More than 30 rowers competed in four varsity races and had their best finish in a decade. The women’s lightweight four-person boat took gold, while the men’s pair took silver. Two novice teams made the semifinal race and one competed in the grand final.
Many powerhouse programs across the west coast including Stanford, USC and Cal attended the regatta.
Senior Caellagh Morrissey said, “Especially with that kind of intense competition, it was a big deal for us to show so well.”
Morrissey’s women’s lightweight boat won its race by a huge margin. It pulled away from the pack only a quarter way through the 2,000 meter race and crossed the finish line in just over seven minutes. The women earned national rankings votes for their impressive performance.
“That was super exciting for us,” Morrissey said. “It goes to show how far the club team has come towards really competing.”

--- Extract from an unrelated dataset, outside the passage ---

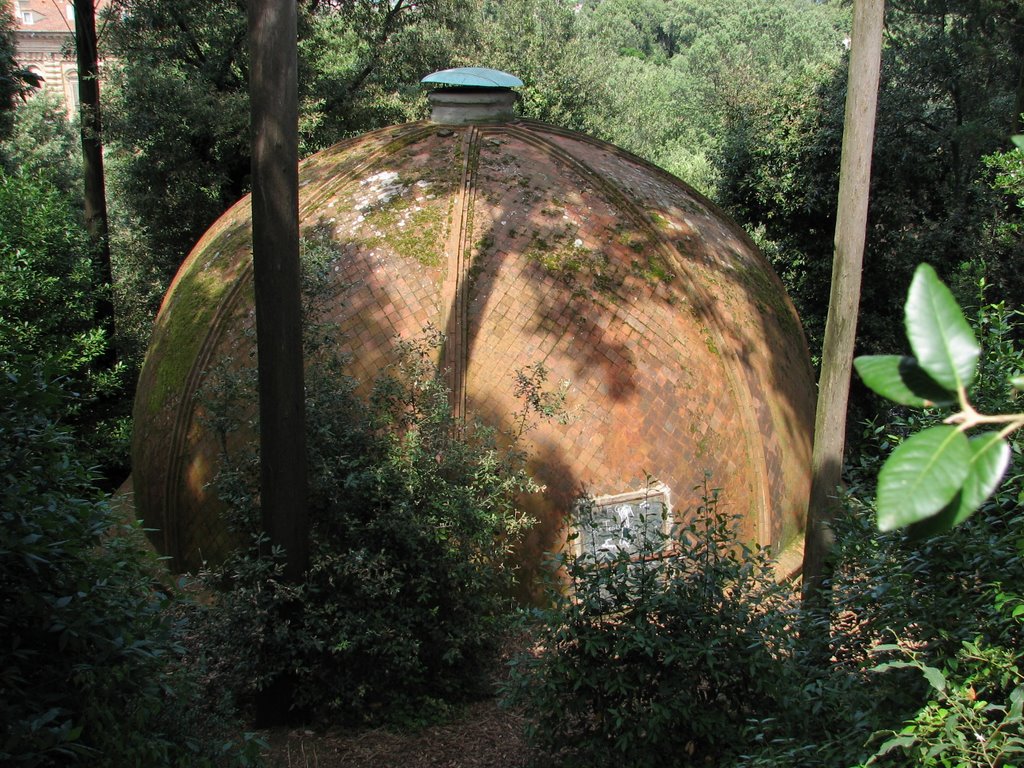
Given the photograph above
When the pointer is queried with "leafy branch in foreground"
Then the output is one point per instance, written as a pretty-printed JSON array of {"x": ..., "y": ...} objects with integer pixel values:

The men’s varsity boat started with four rowers, but one became injured just two weeks prior to regionals. Because there are no three-man boats, they downsized to two men and adjusted for doubles competition. Despite minimal preparation time, the men’s pair managed to place second.
Oregon’s strong finish at regionals was self-motivated. The better they finish in tournaments, the more funding they receive thus more races they can enter.
Proceeds from club rowing’s first inaugural Million Meter Challenge on February 15 were used to fund the trip to regionals. Members of the community sponsored members of the team, who collectively rowed 1,109,561 meters on 28 ergometers in just under four hours.
The Million Meter Challenge was one of numerous fundraisers club rowing held this year to raise money for new equipment and tournament expenses. In a separate event, New York Times best-selling author Dan Brown came to UO to discuss his book The Boys in the Boat: Nine Americans and Their Epic Quest for Gold at the 1936 Berlin Olympics. The proceeds benefited club rowing.
“This sport can get really expensive,” Morrissey said. “We want to make sure we keep the costs down and make it accessible to everybody.”
Morrissey never rowed before she joined the club team her freshman year at Oregon. Her parents met while competing on the rowing team at University of the Pacific. She figured she may never get another chance to participate.
“It’s definitely been the defining feature of my college experience,” Morrissey said. “It’s a lot of people who don’t all share the same interests outside of rowing, but can come together in one boat and work together to achieve something.”
The Oregon club rowing team has grown in numbers each of the past several years. On May 21, more than 30 Ducks will fly to Georgia to race in their highly-anticipated national tournament.